Another successful author turned self-publisher is Martin Millar. Under the name Martin Scott he wrote a series of enjoyable fantasy novels about a middle-aged fantasy-universe private eye named Thraxas who's prone to excess in beer and food. The first won a World Fantasy Award if I'm not mistaken, and the series was reasonably successful until disagreements with the publisher brought it to a screeching halt several years ago. He's now republishing the entire series as e-books, including the latest novel, previously unpublished, which I just finished and enjoyed (despite the lack of copy-editing).

I even know someone who published a (for my tastes) not-very-good first novel purely for fun, did almost no promotion, and yet sold several hundred ebooks -- obviously not exactly a best-seller, but far more than he'd expected.

I would suggest offering people at least the option of ordering a print-on-demand hard copy. Not everyone has a tablet computer or e-reader yet, and some just prefer old-fashioned paper.

Bruce said...

I definitely plan to have a hardcopy version available. Because, other people aside, -I- want an actual book to hold in my hands.

D Gary Grady said...

I understand the feeling of wanting a physical copy of one's own book. In fact, should I ever actually manage to write one, I intend to bind it in leather, or at least something like Naugahyde. (I briefly looked into bookbinding; it appears to be an interesting hobby.)

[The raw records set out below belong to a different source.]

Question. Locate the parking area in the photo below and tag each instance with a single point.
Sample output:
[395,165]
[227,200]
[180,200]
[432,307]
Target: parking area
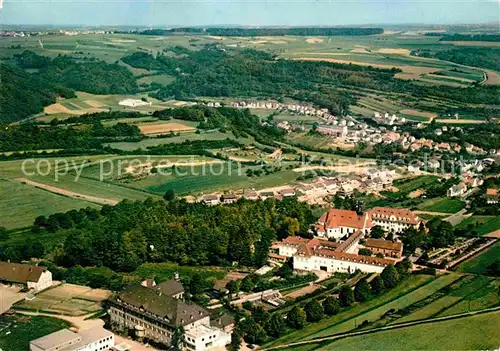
[8,296]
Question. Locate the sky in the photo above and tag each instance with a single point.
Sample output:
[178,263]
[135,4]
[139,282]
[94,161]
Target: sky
[248,12]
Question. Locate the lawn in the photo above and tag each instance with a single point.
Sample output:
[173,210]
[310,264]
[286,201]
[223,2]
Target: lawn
[164,271]
[482,298]
[469,333]
[482,224]
[17,331]
[445,205]
[397,304]
[457,292]
[479,264]
[346,319]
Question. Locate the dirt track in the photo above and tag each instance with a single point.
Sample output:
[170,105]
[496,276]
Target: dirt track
[53,189]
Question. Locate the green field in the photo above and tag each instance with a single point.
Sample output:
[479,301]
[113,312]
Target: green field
[469,333]
[445,205]
[17,331]
[20,203]
[482,224]
[454,293]
[347,319]
[479,264]
[164,271]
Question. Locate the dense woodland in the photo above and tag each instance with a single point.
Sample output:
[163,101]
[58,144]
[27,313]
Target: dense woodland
[30,82]
[253,32]
[27,136]
[124,236]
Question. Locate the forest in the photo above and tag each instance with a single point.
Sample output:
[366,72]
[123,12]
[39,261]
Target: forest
[27,136]
[30,82]
[255,32]
[126,235]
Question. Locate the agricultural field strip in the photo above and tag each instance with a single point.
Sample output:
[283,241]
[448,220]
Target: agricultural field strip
[465,287]
[411,284]
[403,301]
[52,189]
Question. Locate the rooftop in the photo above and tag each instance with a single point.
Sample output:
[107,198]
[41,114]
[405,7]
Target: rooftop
[55,339]
[20,273]
[152,301]
[383,244]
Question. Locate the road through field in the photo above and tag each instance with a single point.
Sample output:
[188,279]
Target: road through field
[53,189]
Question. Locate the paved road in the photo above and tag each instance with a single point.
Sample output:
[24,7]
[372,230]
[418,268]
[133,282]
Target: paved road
[389,327]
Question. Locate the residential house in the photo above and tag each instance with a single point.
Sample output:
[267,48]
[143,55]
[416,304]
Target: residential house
[264,195]
[340,223]
[393,219]
[37,278]
[251,195]
[457,190]
[385,247]
[156,315]
[492,196]
[210,199]
[229,199]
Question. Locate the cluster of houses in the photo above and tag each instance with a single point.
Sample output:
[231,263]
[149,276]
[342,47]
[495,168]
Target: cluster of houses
[299,109]
[339,236]
[372,181]
[388,119]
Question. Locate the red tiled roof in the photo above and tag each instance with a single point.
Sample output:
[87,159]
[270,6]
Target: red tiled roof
[295,241]
[20,273]
[383,244]
[492,192]
[322,251]
[346,218]
[401,214]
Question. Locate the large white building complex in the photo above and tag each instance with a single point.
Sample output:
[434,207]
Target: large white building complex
[155,312]
[340,236]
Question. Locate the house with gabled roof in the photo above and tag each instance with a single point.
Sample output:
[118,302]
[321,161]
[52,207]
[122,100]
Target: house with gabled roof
[37,278]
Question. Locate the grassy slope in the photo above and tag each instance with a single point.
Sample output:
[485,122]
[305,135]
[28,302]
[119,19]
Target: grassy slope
[358,309]
[23,329]
[479,264]
[469,333]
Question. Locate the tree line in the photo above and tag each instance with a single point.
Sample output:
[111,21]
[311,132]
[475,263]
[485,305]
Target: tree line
[30,82]
[126,235]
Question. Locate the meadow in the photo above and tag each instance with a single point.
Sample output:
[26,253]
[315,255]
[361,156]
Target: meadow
[479,263]
[18,330]
[466,333]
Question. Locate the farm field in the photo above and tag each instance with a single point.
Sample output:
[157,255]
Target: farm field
[481,224]
[165,270]
[347,317]
[66,299]
[455,293]
[467,333]
[481,298]
[397,304]
[478,264]
[17,331]
[445,205]
[389,50]
[20,203]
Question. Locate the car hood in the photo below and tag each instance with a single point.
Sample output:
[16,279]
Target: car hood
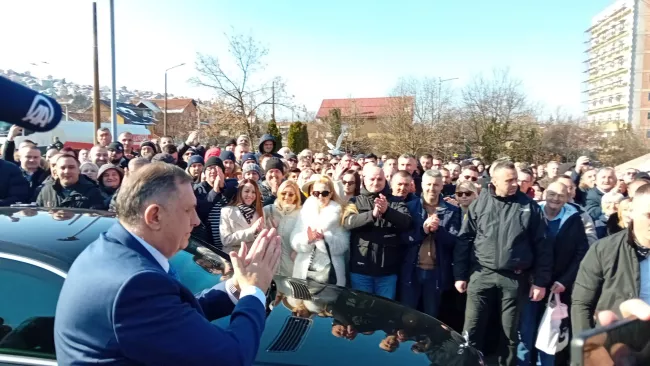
[309,323]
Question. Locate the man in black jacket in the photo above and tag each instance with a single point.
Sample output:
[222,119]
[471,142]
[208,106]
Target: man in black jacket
[376,248]
[69,190]
[566,233]
[615,268]
[502,240]
[13,186]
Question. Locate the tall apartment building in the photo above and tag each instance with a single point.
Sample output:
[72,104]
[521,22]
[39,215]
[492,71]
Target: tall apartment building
[618,84]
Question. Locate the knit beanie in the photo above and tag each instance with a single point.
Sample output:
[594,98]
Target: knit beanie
[195,159]
[227,155]
[212,161]
[274,163]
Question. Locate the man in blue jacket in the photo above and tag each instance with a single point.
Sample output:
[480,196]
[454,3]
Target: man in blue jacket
[426,270]
[121,303]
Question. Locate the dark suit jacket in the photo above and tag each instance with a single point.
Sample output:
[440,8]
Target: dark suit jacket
[118,306]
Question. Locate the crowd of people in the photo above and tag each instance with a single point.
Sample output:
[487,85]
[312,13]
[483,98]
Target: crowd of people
[461,240]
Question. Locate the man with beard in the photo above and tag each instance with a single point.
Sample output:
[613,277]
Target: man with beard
[147,150]
[116,154]
[99,155]
[68,190]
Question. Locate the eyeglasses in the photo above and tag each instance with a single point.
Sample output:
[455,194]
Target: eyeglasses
[318,194]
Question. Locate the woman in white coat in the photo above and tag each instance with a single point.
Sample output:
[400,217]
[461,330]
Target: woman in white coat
[243,219]
[319,223]
[282,215]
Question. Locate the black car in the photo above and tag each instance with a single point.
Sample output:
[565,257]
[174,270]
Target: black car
[307,323]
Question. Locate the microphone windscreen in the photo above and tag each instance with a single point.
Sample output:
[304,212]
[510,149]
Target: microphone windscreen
[27,108]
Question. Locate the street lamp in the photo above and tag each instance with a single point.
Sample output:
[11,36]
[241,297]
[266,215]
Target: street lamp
[440,81]
[165,112]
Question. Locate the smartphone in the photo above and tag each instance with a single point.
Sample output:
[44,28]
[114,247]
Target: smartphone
[626,342]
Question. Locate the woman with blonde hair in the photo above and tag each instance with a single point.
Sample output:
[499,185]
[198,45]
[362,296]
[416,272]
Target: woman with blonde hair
[243,219]
[319,237]
[282,215]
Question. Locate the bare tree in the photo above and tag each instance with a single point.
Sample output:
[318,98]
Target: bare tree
[493,112]
[242,90]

On the other end of the scale, I've been talking with an old friend for years about co-authoring a fantasy novel, and one day for the heck of it I decided to dummy up a book cover for it in the hope seeing it might inspire both of us to get typing. The result, ink-jet printed on photo paper, looked far better than I'd hoped, so I wrapped it around the guts of a crappy paperback I had, gluing it to the binding with rubber cement, and danged if it didn't look exactly like a newly printed paperback. So I mailed it to my intended coauthor and waited to hear back, and a few days later he called me cheerfully to say he'd actually thought for a moment that it was for real.

His wife later told me that when he shook it out of the padded envelope into his hands he looked at it for a moment, then said in a voice of quiet menace (and we're talking about a physically big and powerful guy, here), "What has he done?" Pause. "I'll kill him."

I suppose it's good I didn't hand it to him in person.